В чайной оказалось довольно уютно, хотя, возможно, в казарменных условиях мы просто успели отвыкнуть от нормальных интерьеров. На стойке имелся даже цветной телевизор!

Вахт купил несколько пирожных, пару пирамидальных пакетов молока, и мы уселись пировать за свободный столик.

- Ты кушай! - пригласил Вахт, двигая ко мне тарелку и стакан.

Я кушал, запивая песочное тесто жирным латышским молоком, и поглядывал на экран «телека». Передавали международные новости. Какие-то негры в ярком камуфляже маршировали, поднимая ноги почти под прямым углом, откровенно глумясь над нашими занятиями по строевой подготовке. Вахт сидел напротив, интеллигентно смакуя молоко и, по обыкновению, чему-то про себя тихонько улыбаясь.

- Тебя как зовут? - нарушил я молчание, вдруг сообразив, что до сих пор не знаю имени эстонца.

Вахта ничуть не удивил такой вопрос. Мы и в самом деле привыкли называть друг друга исключительно по фамилиям.
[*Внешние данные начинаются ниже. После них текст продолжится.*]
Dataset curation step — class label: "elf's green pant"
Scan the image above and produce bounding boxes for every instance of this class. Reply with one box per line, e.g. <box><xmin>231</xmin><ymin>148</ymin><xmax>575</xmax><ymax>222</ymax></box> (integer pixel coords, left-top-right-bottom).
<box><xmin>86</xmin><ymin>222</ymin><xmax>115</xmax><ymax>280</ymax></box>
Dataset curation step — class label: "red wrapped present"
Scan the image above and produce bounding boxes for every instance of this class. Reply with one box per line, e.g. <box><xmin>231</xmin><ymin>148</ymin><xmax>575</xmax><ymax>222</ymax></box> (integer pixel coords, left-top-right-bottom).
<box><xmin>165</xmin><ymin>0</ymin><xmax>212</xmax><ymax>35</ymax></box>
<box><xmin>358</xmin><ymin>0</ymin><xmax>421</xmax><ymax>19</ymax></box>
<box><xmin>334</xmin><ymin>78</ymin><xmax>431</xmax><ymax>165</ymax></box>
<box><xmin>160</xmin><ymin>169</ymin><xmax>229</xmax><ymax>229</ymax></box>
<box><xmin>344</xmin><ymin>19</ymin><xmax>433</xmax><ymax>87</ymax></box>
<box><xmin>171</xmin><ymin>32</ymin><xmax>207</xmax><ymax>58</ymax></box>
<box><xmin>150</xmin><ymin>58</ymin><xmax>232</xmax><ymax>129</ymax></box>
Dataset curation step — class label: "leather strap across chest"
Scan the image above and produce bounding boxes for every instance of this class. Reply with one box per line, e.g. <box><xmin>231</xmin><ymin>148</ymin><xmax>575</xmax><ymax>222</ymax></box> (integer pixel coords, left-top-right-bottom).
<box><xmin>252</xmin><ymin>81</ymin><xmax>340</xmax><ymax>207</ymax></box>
- Рейн, - мелодично произнес эстонец.

Я невольно улыбнулся: на первом курсе РГО с немецкой песней «Die Wacht am Rhein» мы успели ознакомиться.

- Ты ведь тоже из университет-та, - полувопросительно-полуутвердительно проговорил Вахт.

Я кивнул - практически все в нашей роте призывались по так называемому спецнабору, после одного-двух курсов вузов, было даже несколько успевших окончить учебные заведения, попав аккурат под недавно принятый в стране закон.

- А ты где учился? - в свою очередь поинтересовался я.

- В Тарту. В Эстонии есть такой город.

- Я знаю. Там ведь университет известный, да?

- О, та-а, - в речи Вахта вдруг прорезался национальный акцент. - Очень старый.

- Хорошо, наверное, в Тарту?

- Та-а, очень красиво.

Произнеся это, Вахт вдруг прикрыл глаза, продолжая улыбаться. Только уголки его губ чуть опустились, и улыбка стала выглядеть уже не мечтательной, а какой-то вымученной. Я вдруг почувствовал то же, что и по дороге с полигона, когда стянул с эстонца противогазную маску и увидел его лицо. Только теперь к этому примешивалось еще и ощущение какого-то неудобства на грани стыда. Будто, совсем того не желая, узнал чью-то сокровенную тайну. Я отвел взгляд и хлебнул из своего стакана. Молоко почему-то уже не казалось вкусным…

Больше мы с Вахтом не обменялись ни словом - ни в чайной, ни потом, уже вернувшись в роту. Да и вообще тот разговор между нами оказался первым и последним. Месяца через полтора, едва успев получить на погоны сержантские лычки, я совершенно неожиданно для себя оказался в военной части, расположенной под Ригой. Один из всего взвода. Уже после армии мне случайно встретился земляк-однополчанин. Он рассказал, что половину нашего выпуска, как и предполагалось, направили для дальнейшего прохождения службы в Демократическую Республику Афганистан. Кое-кто оказался в Калининградской области. Единицам, как мне, повезло остаться, как тогда выражались, в республиках Советской Прибалтики.

Куда именно попал эстонец Рейн Вахт, я не знаю.